Domain user permissions to join the domain

Enterprise 2019-07-26 09:13:34 views: null

Ordinary users to join the domain rights issues. I now want to use an ordinary domain user, so that he can be with or without permission several times to join the domain is not limited to 10 times the number of domain-joined, is there any good way to achieve it?

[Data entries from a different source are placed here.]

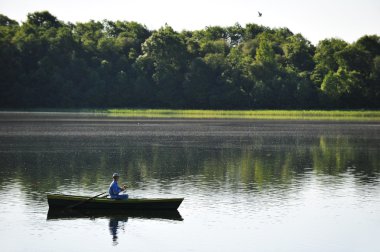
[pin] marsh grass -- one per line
(355, 115)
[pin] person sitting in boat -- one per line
(115, 189)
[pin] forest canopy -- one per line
(47, 63)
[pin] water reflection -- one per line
(115, 224)
(117, 219)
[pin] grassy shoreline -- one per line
(356, 115)
(328, 115)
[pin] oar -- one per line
(84, 201)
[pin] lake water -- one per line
(249, 185)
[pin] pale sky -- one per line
(314, 19)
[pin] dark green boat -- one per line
(60, 201)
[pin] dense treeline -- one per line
(46, 63)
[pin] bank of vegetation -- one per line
(47, 63)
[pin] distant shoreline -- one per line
(330, 115)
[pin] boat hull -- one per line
(59, 201)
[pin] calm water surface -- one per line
(249, 185)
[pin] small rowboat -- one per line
(60, 201)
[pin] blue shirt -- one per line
(114, 190)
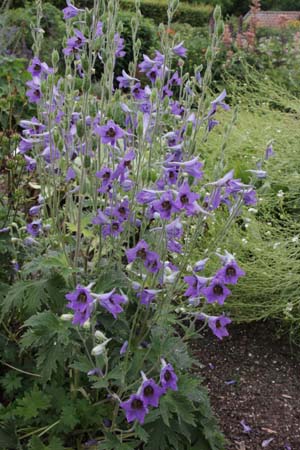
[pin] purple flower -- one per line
(34, 228)
(35, 210)
(230, 273)
(146, 296)
(168, 378)
(186, 199)
(135, 408)
(114, 228)
(30, 163)
(81, 302)
(119, 43)
(200, 265)
(71, 174)
(154, 73)
(34, 92)
(166, 205)
(79, 299)
(138, 92)
(177, 109)
(99, 29)
(74, 43)
(217, 324)
(125, 80)
(139, 251)
(180, 50)
(111, 302)
(37, 68)
(195, 284)
(124, 165)
(216, 291)
(146, 196)
(124, 347)
(109, 133)
(249, 197)
(150, 392)
(70, 11)
(174, 229)
(246, 428)
(152, 262)
(106, 175)
(175, 79)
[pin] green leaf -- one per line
(11, 382)
(32, 403)
(29, 295)
(141, 433)
(51, 337)
(69, 417)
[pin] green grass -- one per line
(265, 242)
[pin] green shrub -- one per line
(195, 15)
(18, 33)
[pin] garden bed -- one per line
(253, 376)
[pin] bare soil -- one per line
(253, 376)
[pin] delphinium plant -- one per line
(124, 199)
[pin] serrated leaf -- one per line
(141, 433)
(32, 403)
(69, 417)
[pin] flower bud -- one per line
(55, 58)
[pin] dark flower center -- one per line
(137, 404)
(218, 289)
(230, 271)
(127, 164)
(82, 297)
(167, 375)
(148, 391)
(166, 205)
(142, 253)
(111, 132)
(218, 324)
(184, 199)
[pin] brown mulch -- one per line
(253, 376)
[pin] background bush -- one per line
(195, 15)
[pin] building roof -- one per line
(274, 18)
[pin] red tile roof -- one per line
(274, 18)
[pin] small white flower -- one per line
(100, 336)
(280, 194)
(66, 317)
(99, 349)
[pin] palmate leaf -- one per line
(51, 337)
(26, 295)
(31, 404)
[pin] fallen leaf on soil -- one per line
(266, 442)
(240, 445)
(268, 430)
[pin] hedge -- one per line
(195, 15)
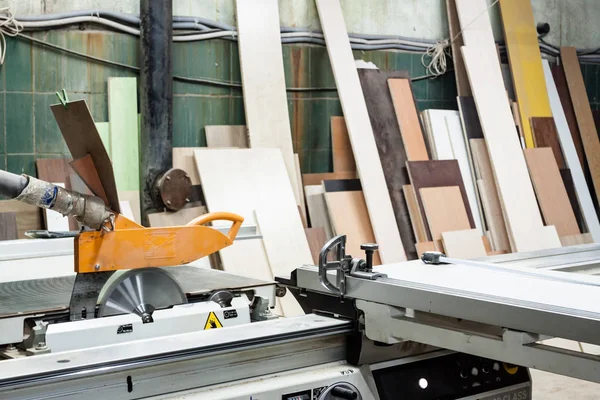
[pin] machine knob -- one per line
(369, 249)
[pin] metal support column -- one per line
(156, 97)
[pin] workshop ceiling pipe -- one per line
(156, 97)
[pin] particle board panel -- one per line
(317, 179)
(82, 138)
(349, 216)
(583, 113)
(177, 218)
(551, 193)
(562, 89)
(462, 80)
(8, 226)
(544, 130)
(389, 142)
(317, 209)
(28, 217)
(444, 209)
(525, 60)
(437, 173)
(368, 163)
(408, 119)
(343, 159)
(124, 132)
(463, 244)
(226, 136)
(263, 80)
(416, 218)
(493, 215)
(572, 160)
(515, 190)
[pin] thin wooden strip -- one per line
(349, 216)
(544, 130)
(343, 159)
(226, 136)
(464, 244)
(416, 218)
(263, 80)
(462, 80)
(525, 63)
(583, 113)
(444, 209)
(515, 189)
(377, 197)
(124, 136)
(8, 226)
(571, 158)
(408, 119)
(551, 193)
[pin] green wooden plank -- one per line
(124, 136)
(104, 131)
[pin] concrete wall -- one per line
(573, 22)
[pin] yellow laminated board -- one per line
(525, 63)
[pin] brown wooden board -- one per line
(470, 118)
(317, 179)
(8, 226)
(343, 158)
(545, 134)
(565, 98)
(550, 190)
(389, 146)
(79, 131)
(437, 173)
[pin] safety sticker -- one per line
(212, 322)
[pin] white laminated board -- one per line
(571, 159)
(263, 80)
(379, 204)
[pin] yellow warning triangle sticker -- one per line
(212, 322)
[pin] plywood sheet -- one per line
(408, 119)
(416, 218)
(124, 132)
(368, 163)
(544, 130)
(82, 138)
(226, 136)
(571, 157)
(343, 159)
(177, 218)
(515, 189)
(445, 210)
(464, 244)
(551, 193)
(389, 143)
(317, 209)
(583, 113)
(349, 216)
(525, 59)
(263, 81)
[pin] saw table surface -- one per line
(37, 296)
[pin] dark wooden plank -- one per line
(342, 185)
(567, 179)
(470, 118)
(437, 173)
(8, 226)
(389, 146)
(82, 138)
(545, 134)
(565, 98)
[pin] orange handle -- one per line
(210, 217)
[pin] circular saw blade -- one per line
(139, 291)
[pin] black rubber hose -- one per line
(11, 185)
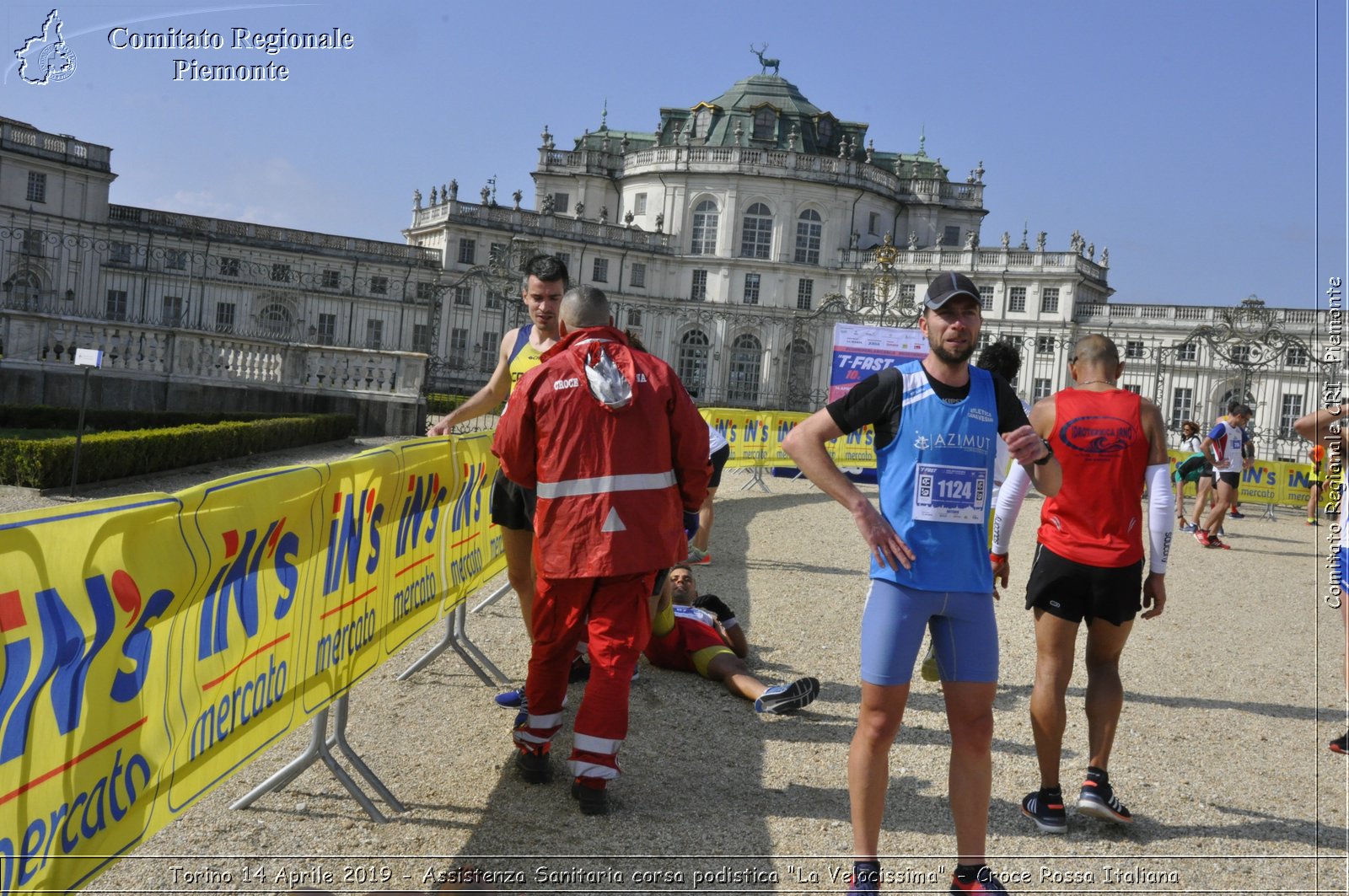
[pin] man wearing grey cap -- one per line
(937, 422)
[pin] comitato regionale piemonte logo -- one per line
(46, 57)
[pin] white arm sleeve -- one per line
(1162, 509)
(1009, 505)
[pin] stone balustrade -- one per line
(804, 166)
(38, 341)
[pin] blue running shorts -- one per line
(965, 633)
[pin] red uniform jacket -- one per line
(615, 451)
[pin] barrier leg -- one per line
(755, 480)
(445, 642)
(339, 740)
(462, 637)
(317, 749)
(494, 597)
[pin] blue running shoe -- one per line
(512, 700)
(786, 698)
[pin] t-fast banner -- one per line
(861, 351)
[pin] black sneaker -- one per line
(594, 799)
(533, 767)
(1099, 801)
(1045, 810)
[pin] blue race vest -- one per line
(935, 480)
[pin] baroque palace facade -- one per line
(732, 239)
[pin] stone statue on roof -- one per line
(766, 64)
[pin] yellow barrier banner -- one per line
(780, 424)
(154, 646)
(474, 544)
(748, 433)
(87, 602)
(429, 486)
(240, 639)
(1275, 482)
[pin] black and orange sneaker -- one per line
(1099, 801)
(591, 794)
(865, 878)
(982, 883)
(1045, 810)
(533, 765)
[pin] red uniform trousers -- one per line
(618, 629)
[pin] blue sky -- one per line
(1202, 142)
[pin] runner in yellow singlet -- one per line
(512, 507)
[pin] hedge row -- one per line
(112, 455)
(47, 417)
(443, 404)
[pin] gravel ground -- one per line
(1231, 696)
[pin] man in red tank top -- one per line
(1089, 564)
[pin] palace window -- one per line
(467, 249)
(757, 233)
(804, 292)
(116, 305)
(327, 331)
(745, 368)
(766, 123)
(752, 283)
(809, 229)
(705, 228)
(698, 292)
(1182, 406)
(170, 314)
(37, 186)
(224, 318)
(691, 363)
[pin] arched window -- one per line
(705, 228)
(276, 321)
(746, 362)
(757, 233)
(691, 363)
(800, 385)
(809, 233)
(766, 123)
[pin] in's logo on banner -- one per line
(46, 58)
(236, 583)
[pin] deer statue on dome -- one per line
(766, 64)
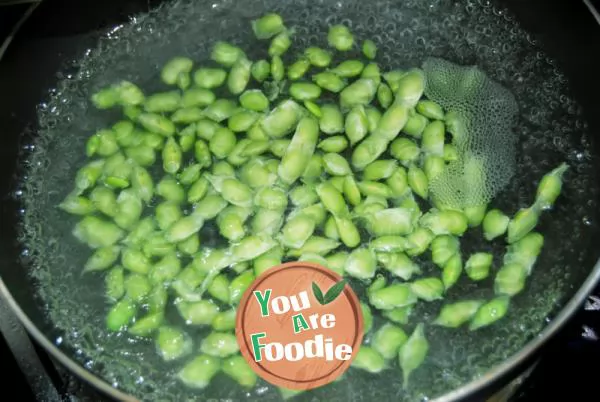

And then disable all other domain users permissions to join the domain, I ask how to achieve better.

Answer: Based on your description, you want to know how to make a user has permission to 10 times larger than the default domain-joined computers. We can accomplish this by:

1, open the Group Policy Editor, double-click the Default Domain Controllers Policy

2. Expand find the following policy:
Computer Configuration | Windows Settings | Security Settings | Local Policies | User Rights Assignment | add workstations to the domain

3. Double-click the policy, which will be authenticated users to remove, and then add into the user's account.

These above operations, is used to set the default permission right to join a computer 10 domain. Then, we need to modify the default 10 times this limitation: you see articles from Active Directory SEO http://gnaw0725.blog.51cto.com/156601/d-1

  1. Run Adsiedit.msc as an administrator of the domain.

  2. Expand Domain NC node. This node contains objects that begin with "DC =", reflects the correct domain name. Right-click the object, and then click Properties.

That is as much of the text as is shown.